萬鉄五郎(1885–1927、日本)
ねじ込まれた前衛、日本近代のノイズ
萬鉄五郎は、日本におけるフォーヴィスム受容の代表的画家として語られることが多い。
激しい色彩、歪んだ人体、荒々しい筆致。
たしかにその作品には、西洋前衛の熱が流れ込んでいる。

しかし萬の重要性は、単に「日本にもフォーヴがあった」という点にあるのではない。
むしろ彼の特異さは、西洋近代を日本が滑らかには消化できなかった、その摩擦や誤作動そのものを体現しているところにある。

萬の作品には、どこか整理され切らない熱がある。
色彩も形態も、完成された様式として安定していない。
それは技術不足というより、近代そのものがまだ身体へ定着していない不安定さに近い。
明治以後の日本は、西洋の制度や思想、芸術を急速に導入していった。
しかしその速度は、日本の生活感覚や身体感覚とのあいだに大きな摩擦を生み出す。

萬鉄五郎の絵画には、その「うまく接続できなさ」が剥き出しのまま現れている。
彼の絵は、社会へ向けて整えられた完成品というより、内部の衝動がそのまま噴き出しているように見える。
そこには、後の日本文化に繰り返し現れる、「社会と完全には接続できないまま、自分だけの熱量を抱えて制作を続ける」という感覚の早い原型がある。
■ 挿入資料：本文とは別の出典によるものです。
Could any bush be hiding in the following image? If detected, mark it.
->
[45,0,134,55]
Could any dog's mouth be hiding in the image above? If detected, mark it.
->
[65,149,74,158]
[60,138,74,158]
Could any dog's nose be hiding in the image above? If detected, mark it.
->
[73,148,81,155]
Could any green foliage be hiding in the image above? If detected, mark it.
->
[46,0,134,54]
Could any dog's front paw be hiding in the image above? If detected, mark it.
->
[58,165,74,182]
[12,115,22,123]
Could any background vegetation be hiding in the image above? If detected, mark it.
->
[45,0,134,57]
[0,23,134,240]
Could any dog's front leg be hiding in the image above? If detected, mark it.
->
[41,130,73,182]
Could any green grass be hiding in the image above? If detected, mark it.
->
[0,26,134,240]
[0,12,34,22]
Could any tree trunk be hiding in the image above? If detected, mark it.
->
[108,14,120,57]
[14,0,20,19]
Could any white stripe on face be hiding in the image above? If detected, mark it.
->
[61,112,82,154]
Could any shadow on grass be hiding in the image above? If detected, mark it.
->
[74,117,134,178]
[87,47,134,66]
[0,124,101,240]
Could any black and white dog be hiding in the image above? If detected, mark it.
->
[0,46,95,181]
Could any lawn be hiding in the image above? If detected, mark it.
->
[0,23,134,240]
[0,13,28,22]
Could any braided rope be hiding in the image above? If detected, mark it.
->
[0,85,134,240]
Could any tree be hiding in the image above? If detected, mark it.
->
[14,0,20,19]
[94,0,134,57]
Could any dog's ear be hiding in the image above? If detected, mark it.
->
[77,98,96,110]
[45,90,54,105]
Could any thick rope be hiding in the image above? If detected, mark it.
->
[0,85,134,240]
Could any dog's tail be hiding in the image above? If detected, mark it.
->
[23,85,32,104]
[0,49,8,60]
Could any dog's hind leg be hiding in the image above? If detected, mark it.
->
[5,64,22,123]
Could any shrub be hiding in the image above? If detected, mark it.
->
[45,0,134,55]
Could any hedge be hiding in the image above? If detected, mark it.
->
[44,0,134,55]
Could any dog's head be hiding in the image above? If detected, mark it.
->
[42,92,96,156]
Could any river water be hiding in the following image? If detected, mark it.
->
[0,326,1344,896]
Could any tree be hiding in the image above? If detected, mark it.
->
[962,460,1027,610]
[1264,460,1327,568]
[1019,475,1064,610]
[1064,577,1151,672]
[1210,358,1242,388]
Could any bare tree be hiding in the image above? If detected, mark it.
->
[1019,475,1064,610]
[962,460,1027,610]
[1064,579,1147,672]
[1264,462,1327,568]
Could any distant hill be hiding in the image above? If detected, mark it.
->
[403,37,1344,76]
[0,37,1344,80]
興味深いのは、萬が戦後になって再評価されたことである。
生前の彼は、必ずしも大きな成功を得たわけではなかった。
しかし戦後日本美術史は、「日本にも本格的前衛が存在した」という系譜を必要とした。
そのとき萬は、日本近代の内部で早すぎる実験を行った存在として、美術史へ位置づけられていく。

つまり萬は、「自然に巨匠となった画家」というより、後の時代が必要とした前衛だったのである。
だが、その“ねじ込まれた感じ”こそが、逆に萬の現代性でもある。
マンガ、サブカルチャー、インディー文化に至るまで、日本では異物を完全に純化せず、未整理な熱量や混線状態を抱え込む表現が繰り返し現れる。
萬鉄五郎は、その原型のひとつとして見ることができる。

彼は完成された日本フォーヴではない。
むしろ、西洋近代が日本へ流入した瞬間に生じた、摩擦と過熱と誤作動の痕跡そのものだったのである。
彼は完成された料理を提供したのではない。
西洋近代と日本の身体感覚が衝突する熱い鍋を、自室の奥で煮込み続けていた。
そして後の時代が、その未整理な匂いを「日本前衛」の起源として皿へ盛り直したのである。